Except, it seems, an almost golden connection to Willie Brown.
The Besser moxie apparently began to work its magic almost immediately after the pair left Los Angeles and arrived in San Francisco, following their longtime pal, Willie Brown, who'd just been elected mayor. Stephen and Willie had worked together at the same law firm; Willie had appointed Jacqueline to the California Commission on Aging. And now they were all back together in one city again.
Soon, Stephen started representing a garage-management firm that was making a run at city contracts. His wife became attached to one of the firm's bids in early 1997, and, selling herself (quite properly) as a minority contractor, she appears to have provided the extra push her husband's client needed to win a nearly $1 million-per-year contract to manage two city parking garages.

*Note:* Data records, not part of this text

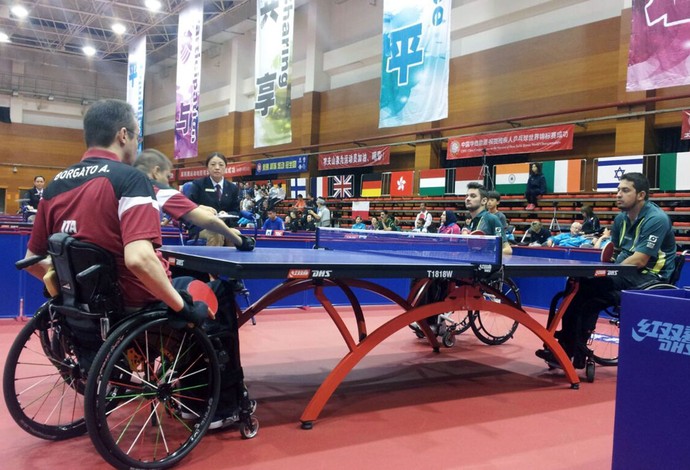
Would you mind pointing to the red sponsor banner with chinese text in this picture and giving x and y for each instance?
(540, 139)
(685, 125)
(355, 158)
(233, 169)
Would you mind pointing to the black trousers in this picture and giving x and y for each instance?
(595, 294)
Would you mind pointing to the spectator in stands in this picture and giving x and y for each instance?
(215, 191)
(387, 222)
(32, 197)
(590, 222)
(492, 201)
(643, 237)
(276, 194)
(572, 239)
(358, 225)
(538, 234)
(273, 222)
(309, 224)
(425, 216)
(482, 220)
(536, 186)
(300, 203)
(247, 206)
(322, 216)
(449, 223)
(419, 225)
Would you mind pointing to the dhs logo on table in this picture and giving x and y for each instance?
(309, 273)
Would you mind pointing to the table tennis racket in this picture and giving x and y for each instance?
(607, 253)
(201, 292)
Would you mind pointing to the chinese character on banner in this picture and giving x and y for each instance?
(685, 125)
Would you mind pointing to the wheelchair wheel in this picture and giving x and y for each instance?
(42, 382)
(152, 393)
(605, 339)
(493, 328)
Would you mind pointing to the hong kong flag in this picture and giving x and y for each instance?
(402, 183)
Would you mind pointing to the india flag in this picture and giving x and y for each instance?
(563, 176)
(672, 167)
(432, 182)
(468, 174)
(610, 170)
(512, 178)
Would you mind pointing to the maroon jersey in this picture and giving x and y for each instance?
(172, 202)
(103, 201)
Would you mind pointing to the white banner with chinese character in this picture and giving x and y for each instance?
(188, 80)
(136, 69)
(415, 62)
(273, 72)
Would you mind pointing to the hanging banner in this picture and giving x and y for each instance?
(231, 170)
(415, 62)
(273, 72)
(541, 139)
(188, 80)
(294, 164)
(136, 70)
(658, 44)
(355, 158)
(685, 125)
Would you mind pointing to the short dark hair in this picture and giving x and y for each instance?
(639, 181)
(482, 189)
(216, 154)
(493, 195)
(149, 159)
(104, 119)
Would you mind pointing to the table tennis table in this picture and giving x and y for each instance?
(352, 259)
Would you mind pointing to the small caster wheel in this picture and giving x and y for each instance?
(249, 430)
(449, 339)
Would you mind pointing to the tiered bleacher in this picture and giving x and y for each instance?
(557, 211)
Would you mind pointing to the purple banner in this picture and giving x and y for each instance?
(659, 54)
(188, 80)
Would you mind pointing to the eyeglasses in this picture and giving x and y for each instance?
(132, 134)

I do not know whether Jackie Besser has any experience in running garages or in providing security for them -- the two things she purportedly performs under the 1997 contract with the San Francisco Parking Authority, a division of the Department of Parking and Traffic. Neither she nor her husband returned my phone calls. Public records list her company, Daja Inc., as a marketing consultant firm. The director of the Parking Authority, Bob Davis, says, "I've never asked her about her qualifications." A joint venture agreement she struck with her husband's client in relation to the parking-management bid says simply that "Daja, Inc., is a women-owned minority corporation which provides, among other things, management consulting services."
At any rate, Jackie Besser wound up with a 42 percent stake in the garage contract after convincing city officials that she could help run and provide security for the two public garages. Eventually, Stephen's client, Parking Concepts Inc. of Irvine, and his wife, as a joint venture partner with PCI, won the competition and began managing the two garages in October 1997 -- after the city's Human Rights Commission, moving in truly mysterious ways, pulled the minority certification of Jackie's nearest competitor, a company that is minority-owned, that submitted a lower bid, and that already held the garage contracts.

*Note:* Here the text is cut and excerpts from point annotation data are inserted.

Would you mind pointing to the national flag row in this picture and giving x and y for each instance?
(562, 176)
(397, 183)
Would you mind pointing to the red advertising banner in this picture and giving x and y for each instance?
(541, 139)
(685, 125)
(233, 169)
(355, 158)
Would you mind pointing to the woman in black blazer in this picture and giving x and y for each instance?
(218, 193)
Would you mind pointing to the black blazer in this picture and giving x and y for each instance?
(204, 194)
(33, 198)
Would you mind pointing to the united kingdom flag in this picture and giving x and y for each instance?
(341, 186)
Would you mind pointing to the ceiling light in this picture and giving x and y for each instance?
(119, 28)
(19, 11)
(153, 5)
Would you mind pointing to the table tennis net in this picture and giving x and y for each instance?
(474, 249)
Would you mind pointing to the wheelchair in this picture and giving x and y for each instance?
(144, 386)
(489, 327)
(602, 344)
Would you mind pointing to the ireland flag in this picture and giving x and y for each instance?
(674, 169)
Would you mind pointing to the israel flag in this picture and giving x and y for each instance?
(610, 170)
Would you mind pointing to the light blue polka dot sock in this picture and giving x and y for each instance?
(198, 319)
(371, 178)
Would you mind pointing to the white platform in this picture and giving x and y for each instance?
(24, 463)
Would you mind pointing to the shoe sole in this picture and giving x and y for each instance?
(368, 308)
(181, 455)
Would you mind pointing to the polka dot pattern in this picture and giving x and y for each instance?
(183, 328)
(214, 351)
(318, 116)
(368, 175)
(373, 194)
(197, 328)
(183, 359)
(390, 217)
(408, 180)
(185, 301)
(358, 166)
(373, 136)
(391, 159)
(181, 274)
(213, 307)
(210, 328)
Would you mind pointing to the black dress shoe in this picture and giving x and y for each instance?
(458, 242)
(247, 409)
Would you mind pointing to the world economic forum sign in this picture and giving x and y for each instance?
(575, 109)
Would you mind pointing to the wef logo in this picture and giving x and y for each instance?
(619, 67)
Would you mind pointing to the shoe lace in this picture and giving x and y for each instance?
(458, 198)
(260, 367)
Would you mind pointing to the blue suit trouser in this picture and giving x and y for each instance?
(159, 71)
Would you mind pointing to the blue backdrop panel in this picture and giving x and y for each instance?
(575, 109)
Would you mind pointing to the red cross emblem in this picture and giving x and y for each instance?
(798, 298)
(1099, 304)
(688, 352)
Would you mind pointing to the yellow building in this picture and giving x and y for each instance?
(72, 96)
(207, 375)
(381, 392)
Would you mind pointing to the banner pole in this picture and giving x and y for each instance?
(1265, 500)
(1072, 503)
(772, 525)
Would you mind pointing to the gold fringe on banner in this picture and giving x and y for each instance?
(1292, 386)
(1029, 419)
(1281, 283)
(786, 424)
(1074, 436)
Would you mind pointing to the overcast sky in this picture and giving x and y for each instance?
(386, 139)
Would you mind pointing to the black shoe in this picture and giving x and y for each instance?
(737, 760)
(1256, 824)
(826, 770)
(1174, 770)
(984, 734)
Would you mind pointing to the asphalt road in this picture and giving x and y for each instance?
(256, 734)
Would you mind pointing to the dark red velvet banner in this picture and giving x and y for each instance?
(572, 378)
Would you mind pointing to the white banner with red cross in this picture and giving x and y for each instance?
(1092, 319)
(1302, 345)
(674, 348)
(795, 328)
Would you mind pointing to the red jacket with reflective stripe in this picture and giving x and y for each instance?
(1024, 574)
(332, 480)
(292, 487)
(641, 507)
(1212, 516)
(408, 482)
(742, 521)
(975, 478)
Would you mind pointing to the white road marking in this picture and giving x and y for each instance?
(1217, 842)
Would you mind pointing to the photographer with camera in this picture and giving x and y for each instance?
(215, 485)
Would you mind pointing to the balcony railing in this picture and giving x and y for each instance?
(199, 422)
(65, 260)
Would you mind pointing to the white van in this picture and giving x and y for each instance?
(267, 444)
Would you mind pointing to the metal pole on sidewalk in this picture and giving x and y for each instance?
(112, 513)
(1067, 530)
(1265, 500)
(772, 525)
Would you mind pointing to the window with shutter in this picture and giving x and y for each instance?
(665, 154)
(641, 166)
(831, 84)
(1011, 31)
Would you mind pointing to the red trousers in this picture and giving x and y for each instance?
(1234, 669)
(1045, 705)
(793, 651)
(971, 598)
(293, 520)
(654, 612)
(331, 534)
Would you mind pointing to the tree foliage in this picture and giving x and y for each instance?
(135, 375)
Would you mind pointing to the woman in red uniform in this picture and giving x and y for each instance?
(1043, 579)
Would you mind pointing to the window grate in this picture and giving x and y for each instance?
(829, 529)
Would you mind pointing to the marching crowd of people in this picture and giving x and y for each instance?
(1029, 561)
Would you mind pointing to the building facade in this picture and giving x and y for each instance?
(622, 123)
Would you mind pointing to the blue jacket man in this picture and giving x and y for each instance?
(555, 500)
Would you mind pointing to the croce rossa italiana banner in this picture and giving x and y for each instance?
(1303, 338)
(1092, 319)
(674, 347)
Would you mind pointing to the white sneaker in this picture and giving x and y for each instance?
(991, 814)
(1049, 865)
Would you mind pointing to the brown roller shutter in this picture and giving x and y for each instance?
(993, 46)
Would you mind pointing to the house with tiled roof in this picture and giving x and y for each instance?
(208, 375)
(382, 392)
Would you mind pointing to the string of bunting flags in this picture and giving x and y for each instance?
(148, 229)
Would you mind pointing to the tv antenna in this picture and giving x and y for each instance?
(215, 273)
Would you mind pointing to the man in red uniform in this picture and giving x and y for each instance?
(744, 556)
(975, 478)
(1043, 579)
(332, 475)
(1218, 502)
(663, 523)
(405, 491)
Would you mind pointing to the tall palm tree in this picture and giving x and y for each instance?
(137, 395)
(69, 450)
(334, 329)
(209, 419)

But that seems to have been just the beginning of the moxie magic. Whether together or separately, the Bessers (or Team Besser, as I like to call them) have been quite successful in lobbying for, winning, and participating in city business. They are allied with a group poised to win a lucrative traffic management contract at the airport. They are involved with a company in the running to get the aforementioned $66 million disabled transit contract. And Stephen Besser, currently with the L.A.-based law firm of Lewis, D'Amato, Brisbois & Bisgaard, has been so persuasive as a lobbyist that he apparently has convinced a member of the San Francisco Health Services Commission that his client is the best firm to win a contract for long-term health coverage for city workers -- even before the contract for that coverage is put out for competitive proposals.
The picture is slowly coming into focus. Team Besser, it seems, has the type of moxie that works. Stephen lobbies with wondrous results, and his protean wife helps out by offering to do all sorts of tasks required by a juicy variety of city contracts.
Our first topic of discussion: Team Besser and two city parking garages, the St. Mary's Square Garage and the eponymously named 16th Street and Hoff Alley Garage.
In 1996, San Francisco's Parking Authority sought proposals on a management contract for both garages. The con-tracts, as it turned out, were worth nearly $800,000 a year to the winning contractor. Twelve companies inquired after the information necessary to bid on the garage contracts. Nine were San Francisco companies. One was from Oakland. Two were from Southern California.
One of the Southern California companies, Parking Concepts Inc., hired Stephen Besser as its lobbyist. Besser was working for an L.A. law firm at the time, Christensen, White, Miller, Fink, Jacobs, Glaser & Shapiro, LLP.
Willie Brown was already well-acquainted with Besser and the Christensen, White firm. Brown served the firm in an "of counsel" capacity -- that is, as an adviser to the firm, rather than a partner in it -- from July 1994 until he took office in January 1996 as the mayor of San Francisco. Soon after taking office, he entered into a strange arrangement whereby he "sold" Christensen, White the law offices of Willie L. Brown Jr. on an installment plan that has paid the mayor more than $10,000 a year for each of the last three years. As Besser was lobbying the Parking Authority on behalf of Parking Concepts Inc., his law firm was paying the mayor handsome sums of money for "buying" Brown's law firm.
In early 1997, the Department of Parking and Traffic narrowed the field of candidates for the management of the two garages in question. Parking Concepts Inc. and three San Francisco firms remained in the running. Being the only out-of-town firm vying against three local firms could have been a problem for Parking Concepts Inc. But PCI wound up with an advantage the other firms apparently couldn't match. A race and gender advantage.